The Myanmar Rice Federation said in March that the country, once a major rice exporter to the world before being hit with sanctions, is at a turning point.

Once barred from trade and isolated, Myanmar is benefiting from duty-free preferences enjoyed by Cambodia and other emerging markets due to a broad range of political reforms passed since President Thein Sein came to power in 2011.

In the previous three to four years, the country has exported about a million tonnes of rice. That figure should double by 2020.

Thailand is coming out of a failed rice-subsidy scheme that left the country with more than 10 million tonnes of milled rice.

At least one million tonnes have been sold since March, according to industry publication Oryza, citing the US Department of Agriculture.

Data from the Secretariat of One Window Service for Rice Export Formality showed that Cambodia exported some 84,330 tonnes of rice between January and March, down from 95,228 tonnes in the same period last year, an 11 per cent drop.
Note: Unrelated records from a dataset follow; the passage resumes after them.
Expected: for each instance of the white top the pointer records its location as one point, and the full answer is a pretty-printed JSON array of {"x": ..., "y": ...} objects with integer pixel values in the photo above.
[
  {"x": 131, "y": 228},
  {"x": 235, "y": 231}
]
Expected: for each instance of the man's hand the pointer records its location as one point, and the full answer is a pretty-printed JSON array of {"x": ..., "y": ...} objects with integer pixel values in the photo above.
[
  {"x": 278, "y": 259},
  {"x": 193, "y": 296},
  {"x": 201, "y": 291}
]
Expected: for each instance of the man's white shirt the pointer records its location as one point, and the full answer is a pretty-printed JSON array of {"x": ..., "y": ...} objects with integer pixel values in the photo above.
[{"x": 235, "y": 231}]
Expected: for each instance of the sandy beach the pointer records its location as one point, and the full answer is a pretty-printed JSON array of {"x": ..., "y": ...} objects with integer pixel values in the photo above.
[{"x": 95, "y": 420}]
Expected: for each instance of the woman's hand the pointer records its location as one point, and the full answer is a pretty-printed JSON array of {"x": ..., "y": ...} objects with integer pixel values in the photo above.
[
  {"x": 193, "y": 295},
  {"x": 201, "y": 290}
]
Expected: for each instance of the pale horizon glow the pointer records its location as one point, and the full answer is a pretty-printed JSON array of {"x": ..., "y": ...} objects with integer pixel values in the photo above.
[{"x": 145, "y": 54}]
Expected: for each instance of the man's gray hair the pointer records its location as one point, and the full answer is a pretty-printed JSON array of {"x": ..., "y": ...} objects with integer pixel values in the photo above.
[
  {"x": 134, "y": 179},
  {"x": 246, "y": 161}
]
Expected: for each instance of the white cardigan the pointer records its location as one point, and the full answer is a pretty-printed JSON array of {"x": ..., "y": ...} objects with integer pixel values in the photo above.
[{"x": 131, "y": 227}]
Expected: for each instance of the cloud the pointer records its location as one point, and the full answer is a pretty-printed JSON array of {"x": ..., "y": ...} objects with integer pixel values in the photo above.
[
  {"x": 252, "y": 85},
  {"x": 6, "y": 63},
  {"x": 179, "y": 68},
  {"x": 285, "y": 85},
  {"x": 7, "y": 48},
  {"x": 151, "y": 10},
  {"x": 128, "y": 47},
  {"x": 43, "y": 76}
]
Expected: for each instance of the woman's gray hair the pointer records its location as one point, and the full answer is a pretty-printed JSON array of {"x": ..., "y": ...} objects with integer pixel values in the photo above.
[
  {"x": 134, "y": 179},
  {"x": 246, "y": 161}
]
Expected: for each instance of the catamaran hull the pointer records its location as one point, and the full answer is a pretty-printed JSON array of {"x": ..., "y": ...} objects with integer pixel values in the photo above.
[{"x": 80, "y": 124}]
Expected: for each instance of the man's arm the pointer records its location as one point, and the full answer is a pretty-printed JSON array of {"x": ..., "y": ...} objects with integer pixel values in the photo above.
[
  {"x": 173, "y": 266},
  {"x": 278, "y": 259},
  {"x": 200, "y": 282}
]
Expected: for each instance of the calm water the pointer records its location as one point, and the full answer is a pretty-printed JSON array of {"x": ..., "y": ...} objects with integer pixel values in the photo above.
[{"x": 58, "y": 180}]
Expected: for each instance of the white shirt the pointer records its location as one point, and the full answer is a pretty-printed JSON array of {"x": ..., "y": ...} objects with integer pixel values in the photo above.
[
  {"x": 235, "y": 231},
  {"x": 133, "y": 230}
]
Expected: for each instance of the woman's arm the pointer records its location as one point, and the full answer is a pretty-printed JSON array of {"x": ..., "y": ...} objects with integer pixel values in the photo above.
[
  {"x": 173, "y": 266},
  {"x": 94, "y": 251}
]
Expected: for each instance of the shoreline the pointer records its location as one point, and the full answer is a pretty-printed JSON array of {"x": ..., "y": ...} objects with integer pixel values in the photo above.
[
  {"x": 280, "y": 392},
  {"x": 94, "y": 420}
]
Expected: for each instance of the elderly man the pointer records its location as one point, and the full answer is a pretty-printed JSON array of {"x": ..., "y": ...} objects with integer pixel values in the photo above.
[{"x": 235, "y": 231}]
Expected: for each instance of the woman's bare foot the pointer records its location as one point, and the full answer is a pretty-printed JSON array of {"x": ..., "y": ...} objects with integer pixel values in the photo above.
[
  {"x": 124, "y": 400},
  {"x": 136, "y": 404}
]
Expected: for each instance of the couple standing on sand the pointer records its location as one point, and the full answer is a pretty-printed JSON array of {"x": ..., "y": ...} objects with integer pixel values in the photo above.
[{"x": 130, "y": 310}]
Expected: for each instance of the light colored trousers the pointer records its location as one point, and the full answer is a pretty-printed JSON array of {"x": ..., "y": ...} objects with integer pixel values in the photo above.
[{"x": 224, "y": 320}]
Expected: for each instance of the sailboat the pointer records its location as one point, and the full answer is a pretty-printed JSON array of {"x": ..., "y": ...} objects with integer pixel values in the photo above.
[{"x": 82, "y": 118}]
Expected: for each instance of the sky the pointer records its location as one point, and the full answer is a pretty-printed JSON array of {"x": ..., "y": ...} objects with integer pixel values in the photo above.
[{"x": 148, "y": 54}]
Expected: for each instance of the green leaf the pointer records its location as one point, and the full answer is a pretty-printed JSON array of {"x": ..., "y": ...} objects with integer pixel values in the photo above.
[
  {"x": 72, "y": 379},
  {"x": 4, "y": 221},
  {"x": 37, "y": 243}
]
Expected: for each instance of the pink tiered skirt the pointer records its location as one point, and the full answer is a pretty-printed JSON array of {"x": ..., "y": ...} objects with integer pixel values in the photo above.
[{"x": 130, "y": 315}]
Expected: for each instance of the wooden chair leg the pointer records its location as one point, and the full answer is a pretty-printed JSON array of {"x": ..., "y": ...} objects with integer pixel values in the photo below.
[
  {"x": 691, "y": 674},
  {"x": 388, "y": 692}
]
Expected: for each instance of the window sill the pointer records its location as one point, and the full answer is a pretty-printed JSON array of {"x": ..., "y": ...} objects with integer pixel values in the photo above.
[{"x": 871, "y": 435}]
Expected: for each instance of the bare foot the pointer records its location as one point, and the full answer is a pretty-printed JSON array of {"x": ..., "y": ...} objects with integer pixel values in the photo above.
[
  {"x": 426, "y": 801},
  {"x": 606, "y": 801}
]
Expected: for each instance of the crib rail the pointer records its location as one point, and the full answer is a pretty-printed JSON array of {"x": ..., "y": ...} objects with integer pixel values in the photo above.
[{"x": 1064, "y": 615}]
Kim Savuth, who runs his own rice exporting company, Khmer Food, while also serving as the president of the Federation of Milled Rice Exporters of Cambodia, said there is nothing to fret over, since most of the decline came last month.

“We are not in the severe situation, as it just dropped in March,” he said.
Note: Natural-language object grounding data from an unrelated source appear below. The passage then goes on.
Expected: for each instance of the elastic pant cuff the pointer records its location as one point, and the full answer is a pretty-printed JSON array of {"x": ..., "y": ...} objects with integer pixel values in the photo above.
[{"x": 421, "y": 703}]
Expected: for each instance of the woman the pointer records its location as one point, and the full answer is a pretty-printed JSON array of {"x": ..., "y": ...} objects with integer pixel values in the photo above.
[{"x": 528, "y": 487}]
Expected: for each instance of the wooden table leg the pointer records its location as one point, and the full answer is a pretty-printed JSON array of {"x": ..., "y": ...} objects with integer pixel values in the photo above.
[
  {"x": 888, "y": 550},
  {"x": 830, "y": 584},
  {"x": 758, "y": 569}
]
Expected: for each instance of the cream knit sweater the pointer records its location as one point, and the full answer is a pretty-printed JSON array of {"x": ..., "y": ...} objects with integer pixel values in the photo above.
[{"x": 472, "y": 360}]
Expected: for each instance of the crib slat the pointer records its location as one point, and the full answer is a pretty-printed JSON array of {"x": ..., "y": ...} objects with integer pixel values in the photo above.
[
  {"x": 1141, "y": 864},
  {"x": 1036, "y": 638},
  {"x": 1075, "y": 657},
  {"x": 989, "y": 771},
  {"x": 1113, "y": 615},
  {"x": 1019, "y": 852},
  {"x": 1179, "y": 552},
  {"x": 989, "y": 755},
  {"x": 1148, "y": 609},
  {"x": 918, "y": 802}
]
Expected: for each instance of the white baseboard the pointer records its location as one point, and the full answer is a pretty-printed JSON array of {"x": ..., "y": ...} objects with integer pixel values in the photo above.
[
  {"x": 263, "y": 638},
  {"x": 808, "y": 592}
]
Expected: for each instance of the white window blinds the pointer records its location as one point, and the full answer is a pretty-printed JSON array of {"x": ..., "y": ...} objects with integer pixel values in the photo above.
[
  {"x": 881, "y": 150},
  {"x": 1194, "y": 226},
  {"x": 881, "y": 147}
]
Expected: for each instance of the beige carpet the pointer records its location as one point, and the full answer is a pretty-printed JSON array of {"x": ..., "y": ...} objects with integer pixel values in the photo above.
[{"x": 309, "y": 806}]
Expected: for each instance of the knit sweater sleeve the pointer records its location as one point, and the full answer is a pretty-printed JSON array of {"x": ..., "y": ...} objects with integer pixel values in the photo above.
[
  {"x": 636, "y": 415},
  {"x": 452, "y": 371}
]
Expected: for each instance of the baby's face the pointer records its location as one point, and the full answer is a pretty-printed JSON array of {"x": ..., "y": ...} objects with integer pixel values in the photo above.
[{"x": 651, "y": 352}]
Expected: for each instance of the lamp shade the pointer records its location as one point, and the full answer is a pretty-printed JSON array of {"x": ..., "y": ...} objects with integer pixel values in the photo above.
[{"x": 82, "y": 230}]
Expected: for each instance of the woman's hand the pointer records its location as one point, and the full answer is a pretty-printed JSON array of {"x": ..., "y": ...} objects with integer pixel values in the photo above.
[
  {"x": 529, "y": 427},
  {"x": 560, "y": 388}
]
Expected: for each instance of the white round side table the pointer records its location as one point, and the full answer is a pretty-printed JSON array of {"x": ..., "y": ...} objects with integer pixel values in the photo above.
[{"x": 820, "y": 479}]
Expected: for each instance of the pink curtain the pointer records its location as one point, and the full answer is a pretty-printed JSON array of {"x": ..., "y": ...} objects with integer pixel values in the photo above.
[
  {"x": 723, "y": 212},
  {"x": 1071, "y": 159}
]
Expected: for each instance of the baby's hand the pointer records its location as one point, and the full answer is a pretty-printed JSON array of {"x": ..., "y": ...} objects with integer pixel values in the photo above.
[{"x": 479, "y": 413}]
Ken Ratha, spokesman for the Ministry of Commerce, said the ministry has set up a committee to establish a National Rice Millers Federation to deal with issues like these.
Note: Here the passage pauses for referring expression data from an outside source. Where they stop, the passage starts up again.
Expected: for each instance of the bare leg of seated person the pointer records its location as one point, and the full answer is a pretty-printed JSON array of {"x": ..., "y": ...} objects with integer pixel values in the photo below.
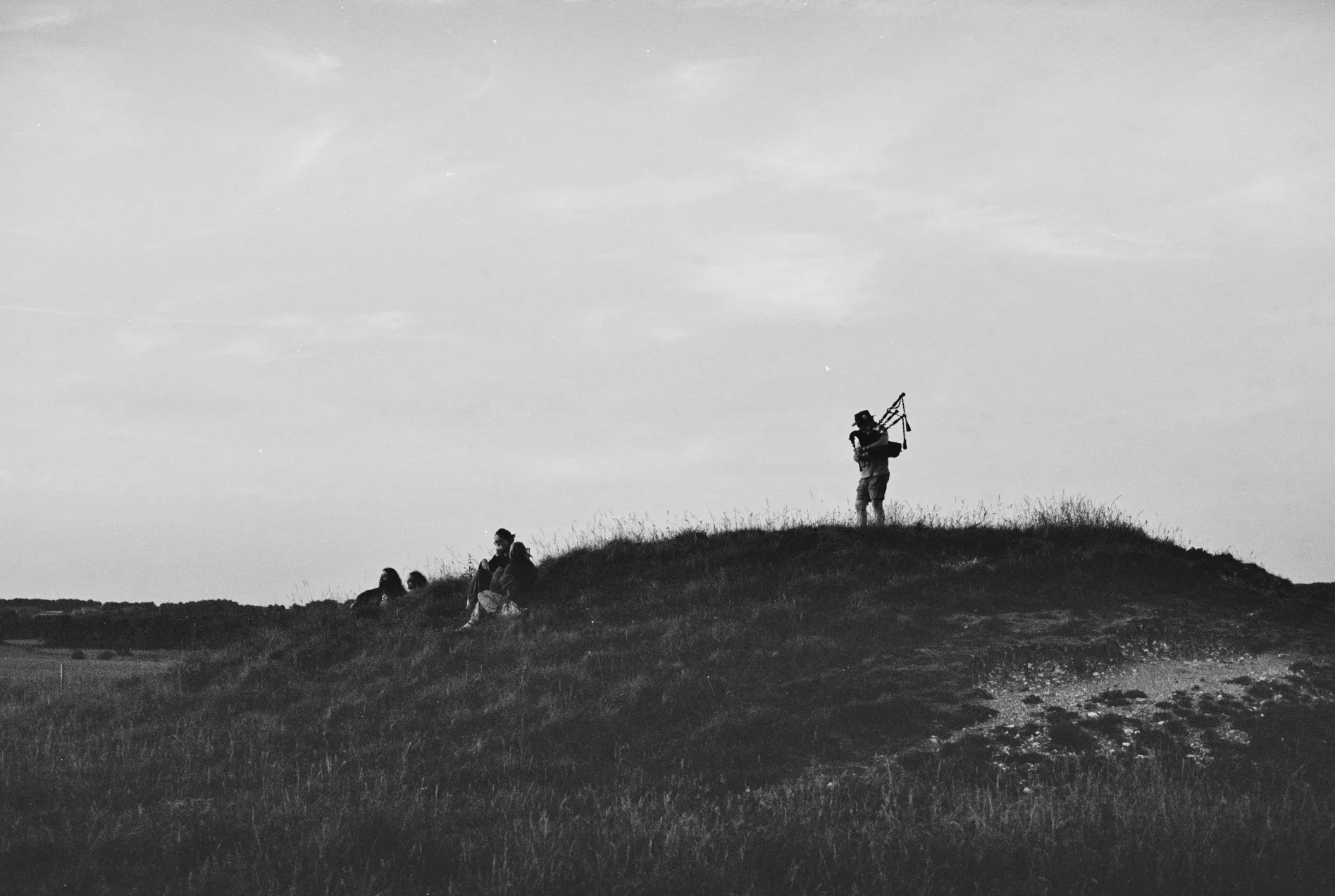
[{"x": 488, "y": 602}]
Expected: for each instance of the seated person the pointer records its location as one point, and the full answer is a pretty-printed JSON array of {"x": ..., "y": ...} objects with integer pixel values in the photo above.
[
  {"x": 489, "y": 568},
  {"x": 510, "y": 590}
]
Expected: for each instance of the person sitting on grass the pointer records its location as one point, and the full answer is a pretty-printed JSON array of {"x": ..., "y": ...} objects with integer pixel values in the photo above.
[
  {"x": 489, "y": 568},
  {"x": 510, "y": 589}
]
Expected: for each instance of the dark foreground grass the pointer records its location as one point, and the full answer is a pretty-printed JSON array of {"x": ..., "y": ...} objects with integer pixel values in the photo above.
[{"x": 697, "y": 714}]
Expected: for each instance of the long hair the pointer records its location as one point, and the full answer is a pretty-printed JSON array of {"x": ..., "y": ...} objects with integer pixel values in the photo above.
[{"x": 390, "y": 584}]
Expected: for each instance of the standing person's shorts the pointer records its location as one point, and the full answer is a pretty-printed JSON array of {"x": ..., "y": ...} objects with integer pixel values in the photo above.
[{"x": 874, "y": 487}]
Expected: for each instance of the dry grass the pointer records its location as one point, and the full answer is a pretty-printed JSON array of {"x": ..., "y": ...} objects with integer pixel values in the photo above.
[{"x": 714, "y": 709}]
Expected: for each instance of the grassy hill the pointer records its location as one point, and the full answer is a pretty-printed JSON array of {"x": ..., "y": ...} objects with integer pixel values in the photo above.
[{"x": 797, "y": 709}]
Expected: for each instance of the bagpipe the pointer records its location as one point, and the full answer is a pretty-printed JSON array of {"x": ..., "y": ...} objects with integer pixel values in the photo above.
[{"x": 863, "y": 441}]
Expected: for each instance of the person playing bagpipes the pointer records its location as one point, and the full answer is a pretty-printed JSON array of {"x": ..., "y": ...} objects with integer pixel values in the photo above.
[{"x": 872, "y": 449}]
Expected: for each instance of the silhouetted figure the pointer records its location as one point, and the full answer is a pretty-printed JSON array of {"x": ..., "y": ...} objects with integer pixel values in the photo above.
[
  {"x": 510, "y": 590},
  {"x": 368, "y": 604},
  {"x": 874, "y": 466},
  {"x": 489, "y": 568}
]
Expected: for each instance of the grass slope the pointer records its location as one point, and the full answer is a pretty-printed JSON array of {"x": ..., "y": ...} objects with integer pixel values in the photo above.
[{"x": 728, "y": 712}]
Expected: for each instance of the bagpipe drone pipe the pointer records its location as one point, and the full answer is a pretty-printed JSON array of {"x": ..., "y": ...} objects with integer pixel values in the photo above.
[{"x": 864, "y": 441}]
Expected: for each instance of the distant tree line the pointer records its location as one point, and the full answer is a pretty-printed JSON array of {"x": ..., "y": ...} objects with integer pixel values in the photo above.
[{"x": 138, "y": 627}]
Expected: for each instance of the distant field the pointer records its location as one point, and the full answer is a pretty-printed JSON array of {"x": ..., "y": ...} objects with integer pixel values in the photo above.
[
  {"x": 25, "y": 663},
  {"x": 1060, "y": 704}
]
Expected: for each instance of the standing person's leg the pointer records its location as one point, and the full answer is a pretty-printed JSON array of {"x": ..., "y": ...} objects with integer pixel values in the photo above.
[{"x": 877, "y": 494}]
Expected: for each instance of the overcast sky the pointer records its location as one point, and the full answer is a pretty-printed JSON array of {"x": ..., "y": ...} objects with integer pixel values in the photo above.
[{"x": 292, "y": 292}]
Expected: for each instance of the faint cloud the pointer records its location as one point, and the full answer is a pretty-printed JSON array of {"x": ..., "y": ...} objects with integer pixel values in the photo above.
[
  {"x": 787, "y": 275},
  {"x": 666, "y": 192},
  {"x": 700, "y": 79},
  {"x": 143, "y": 338},
  {"x": 824, "y": 155},
  {"x": 292, "y": 332},
  {"x": 435, "y": 183},
  {"x": 1022, "y": 231},
  {"x": 37, "y": 19},
  {"x": 292, "y": 156},
  {"x": 309, "y": 147},
  {"x": 619, "y": 323},
  {"x": 316, "y": 67},
  {"x": 1286, "y": 209},
  {"x": 621, "y": 465}
]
“We do hope that after the establishment, it will be a big help for their concerns and to boost the export of milled rice,” Ratha said.

“It doesn’t mean that we do nothing now. All of the challenges have been taken into account,” he added. “We are urging more investment in the rice sector. That will be the big help to boost the industry to compete with others.”

Savuth, from the Federation of Milled Rice Exporters of Cambodia, said that in order to compete, the country should promote its recent brand victories, referring to a strain of Cambodian rice winning the World’s Best Rice Award for the second year in a row.